Industry giants begin offering utility pricing for commercial grids
Sun has begun offering a utility computing service with processing facilities charged at $1 per-CPU per hour, and storage priced at $1 per gigabyte per month.
Facilities have been established in London, Texas, Virginia and New Jersey. Sun said that a number of global companies are running pilot programmes.
Separately, Sun is also in discussions with electronic stock exchange group Archipelago Holdings to create the world's first market for selling blocks of computing power to corporate users in a similar way to how stocks and shares are sold.
The demand is likely to come from organisations that want to carry out, for example, large-scale financial analyses or geophysical modelling.
Sun said it is being "extremely transparent" about the $1 per CPU/hour pricing for its Compute Utility processing service, and that it offers a complete software stack with no licensing fees. This includes the infrastructure, power, Solaris 10 operating system, staff support, network management and storage.

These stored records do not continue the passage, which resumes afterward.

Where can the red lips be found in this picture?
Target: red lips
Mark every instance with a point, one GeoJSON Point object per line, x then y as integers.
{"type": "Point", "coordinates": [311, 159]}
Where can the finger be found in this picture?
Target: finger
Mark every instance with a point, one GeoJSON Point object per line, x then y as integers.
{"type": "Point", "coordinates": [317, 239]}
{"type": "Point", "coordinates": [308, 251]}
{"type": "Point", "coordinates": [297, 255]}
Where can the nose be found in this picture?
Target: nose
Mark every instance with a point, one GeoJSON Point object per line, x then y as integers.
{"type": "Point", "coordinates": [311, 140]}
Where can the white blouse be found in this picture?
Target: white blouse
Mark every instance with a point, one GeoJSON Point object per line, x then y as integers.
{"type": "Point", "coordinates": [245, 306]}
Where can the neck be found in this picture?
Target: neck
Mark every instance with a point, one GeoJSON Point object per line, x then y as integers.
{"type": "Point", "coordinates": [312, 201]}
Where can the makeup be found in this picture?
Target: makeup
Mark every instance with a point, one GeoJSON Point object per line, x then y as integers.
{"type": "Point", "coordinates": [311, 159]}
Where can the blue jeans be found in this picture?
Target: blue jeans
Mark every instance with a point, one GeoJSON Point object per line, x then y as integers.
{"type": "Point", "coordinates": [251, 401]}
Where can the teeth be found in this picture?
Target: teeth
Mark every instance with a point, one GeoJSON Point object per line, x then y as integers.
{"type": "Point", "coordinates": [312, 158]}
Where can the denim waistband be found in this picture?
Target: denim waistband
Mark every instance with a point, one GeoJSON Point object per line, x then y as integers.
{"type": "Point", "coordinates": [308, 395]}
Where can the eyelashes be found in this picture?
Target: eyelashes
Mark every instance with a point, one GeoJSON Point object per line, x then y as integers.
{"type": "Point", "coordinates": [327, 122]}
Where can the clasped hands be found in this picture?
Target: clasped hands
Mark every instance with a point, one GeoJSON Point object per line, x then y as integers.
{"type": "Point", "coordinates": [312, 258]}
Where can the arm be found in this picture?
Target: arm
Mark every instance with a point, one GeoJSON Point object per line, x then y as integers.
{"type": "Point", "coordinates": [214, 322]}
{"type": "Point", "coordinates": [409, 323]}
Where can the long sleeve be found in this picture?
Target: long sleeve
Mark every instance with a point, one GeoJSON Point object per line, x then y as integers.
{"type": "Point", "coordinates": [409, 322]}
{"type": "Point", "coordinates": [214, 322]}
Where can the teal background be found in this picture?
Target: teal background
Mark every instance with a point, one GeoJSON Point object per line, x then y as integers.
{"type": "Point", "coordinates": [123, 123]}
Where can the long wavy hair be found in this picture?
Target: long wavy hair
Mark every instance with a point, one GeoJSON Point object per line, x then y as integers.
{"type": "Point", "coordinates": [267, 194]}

Robert Youngjohns, executive vice-president, strategic development and Sun financing, said, "Our customers think they spend anywhere from $6 to $16 an hour, which is as much as one tenth of standard computing costs. This is going to change the way IT is bought and managed."
The concept of grid computing is attractive as it allows users to pay for only as much computational power as they need to complete a given task.

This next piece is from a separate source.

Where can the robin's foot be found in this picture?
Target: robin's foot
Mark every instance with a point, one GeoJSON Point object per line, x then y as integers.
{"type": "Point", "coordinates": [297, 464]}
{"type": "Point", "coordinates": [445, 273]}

Analysts question whether software licences will be valid on commercial grids, because they tend to require the user to state the number of processors the software is running on. There are also practical difficulties with shifting large amounts of data between the user organisation and the grid facilities.
Gary Barnett, research director at analyst firm Ovum, said licensing complications will pose a problem for firms interested in adopting utility computing.
"You can only run software on a grid if it is capable of running on a grid. Very few big commercial software suppliers are able or willing to license software on a per use basis. There are no commercial applications that can be run across so many processors," said Barnett.
He suggested that grid suppliers such as IBM, Hewlett-Packard and Sun might be able to arrange special deals with software suppliers, for example, buying a million licences and promising to allocate them on an on-demand basis.
Barnet did not consider Sun's pricing to be particularly cheap, "One dollar per CPU per hour is not cheap. In reality, users are not going to pay a great deal less for their software, and suppliers certainly will not settle for less money."
IBM is also offering a grid computing service, Deep Capacity Computing On Demand, which starts at about 47 to 50 cents per CPU per hour, although Sun has queried what is actually included in that service.
Barnett pointed out further hurdles with the computing-on-tap model. "How do you make your organisation's infrastructure ready to plug into such a network?" he said.
"Also, I am sure that for financial organisations, the Financial Services Authority would be very interested to learn if a firm was sending customer data over the network. This will have data protection and security implications."
What is the grid?
Grid computing (or the use of a computational grid) is applying the resources of many computers in a network to a single problem at the same time.
Grid computing requires the use of software that can divide and farm out pieces of a program to as many as several thousand computers. Grid computing can be thought of as distributed and large-scale cluster computing and as a form of network-distributed parallel processing. One likely area for the use of grid computing will be pervasive computing applications.
A well-known example of grid computing is the ongoing Search for Extraterrestrial Intelligence (Seti) project, in which thousands of people share unused processor cycles of their PCs in the search for signs from outer space.
Firms unite to push open source grid
IBM, Hewlett-Packard, Intel and Nortel Networks recently joined together to promote open source-based systems for grid computing.
The four have joined the Globus Consortium, which is promoting the use of the Globus Toolkit, an open source platform initially developed by fellow consortium member Univa. Univa is particularly active in the education market, but is also pushing its toolkit in the commercial sector.
With the help of the four companies in the consortium, open source grid activity in the commercial sector should be given a major boost.
Oracle, a keen advocate of grid computing, co-founded the Enterprise Grid Alliance. But the Globus Consortium, unlike its Oracle-led alternative, focuses on open source grid solutions.
Gary Barnett, research director at analyst firm Ovum, said, "For the next two years at least, most potential utility computing users are wrestling with the task of becoming utility ready, and it will be a long time before the notion of compute exchanges becomes anything more than a niche.
"Sun is wrong to suggest that the notion of a market for computing resources is a new way of thinking about utility computing. Every supporter of utility computing has talked about a free market in computer resources as the logical ultimate destination for utility computing."